Calvin had to contend with city fathers pressuring Geneva’s worship to be shorter, and so he gave in on weekly communion, allowing it to be as the people and their leaders wanted, which was monthly or quarterly communion.
Now this is not to argue for weekly or monthly communion over deeper and lengthier preaching, although that’s the choice I’d make and argue for. It’s to argue instead that limited time in corporate and formal Lord’s Day worship is always a tradeoff, and to deny this is to refuse to see what was clear in Geneva and is still clear today, including in our own congregations. We must face this reality and decide where to put our priorities, time-wise, doing so by faith.
One way to compensate for this reality is to have all-church Bible reading programs as our congregation does. Another way is to cut off any serious Lord’s Supper liturgy which almost every Reformed church today does, leaving to the side the Biblical fencing of the table. Read “Church Reformed” for more on this. Read Calvin and Knox’s Lord’s Table liturgy, comparing it to the Lord’s Table liturgies of men like Jeff Meyers and Doug Wilson using Jeff’s liturgies where there is no significant fencing of the table beyond “come,” “come,” and COME!" Then think carefully about why men claiming Calvin and the magisterial reformers as their heritage avoid the actual words of the Lord’s Table liturgy Calvin and Knox employed. It’s very telling.
I have no beef with Fr. Bill’s liturgy knowing Fr. Bill’s heart and faith, and trusting him entirely. But every one of us needs to think carefully about our priorities for our limited time given to worship.

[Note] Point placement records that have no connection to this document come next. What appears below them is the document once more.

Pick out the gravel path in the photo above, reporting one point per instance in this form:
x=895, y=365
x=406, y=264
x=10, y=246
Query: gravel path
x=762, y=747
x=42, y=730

This is the reason Reformed men across the centuries employed a “reader’s service” for an hour before corporate worship. The pastor or an elder would read consecutively through the Word of God during these services. For almost an hour so that in a limited period of time the people who came would hear all of Scripture read out loud. It’s an idea that some might consider. Love,
Does your Anglican church perform the Daily Office? I believe the complete morning and evening prayer readings is usually 85%+ of the bible.
Our parish was never large enough to “field” a dependably minimal congregation for the daily office. In our jurisdiction (and most others I’ve ever heard of), clergy are expected to read Morning Prayer and Evening Prayer every day.
In larger parishes, it’s common for Evening Prayer (Vespers) to be read once a week. In our parish, this was always a meeting for men only, as the male heads of households functioned pretty much as does the session of a Presbyterian congregation. Men could bring news and raise questions or issues in a meeting, after which Evening Prayer was sung (we would sing acapella the Psalm and canticles to Anglican chant). In addition to the set prayers, the men would bring their own prayers to offer (in collect form too!) at the appropriate place in the midst of the set prayers.
The figure I’ve always heard (though never verified for myself) is that 85 percent of the entire Prayer Book is either quotation, paraphrase, or allusion to the Bible. Usually this is a reference to the 1662 English Prayer Book, the “gold standard” for all other national Prayer Books as the British Colonies became independent.
Lutherans would not call themselves Reformed, but we also read a lectionary (either a one-year or a three-year, with roughly the same tradeoffs Fr. Mouser mentioned.) The lectionary typically contains an Old Testament reading, an epistle reading and a gospel reading. A Psalm is also sung. Adult Sunday school is the place for sequential expository reading and teaching and is well attended at a healthy church.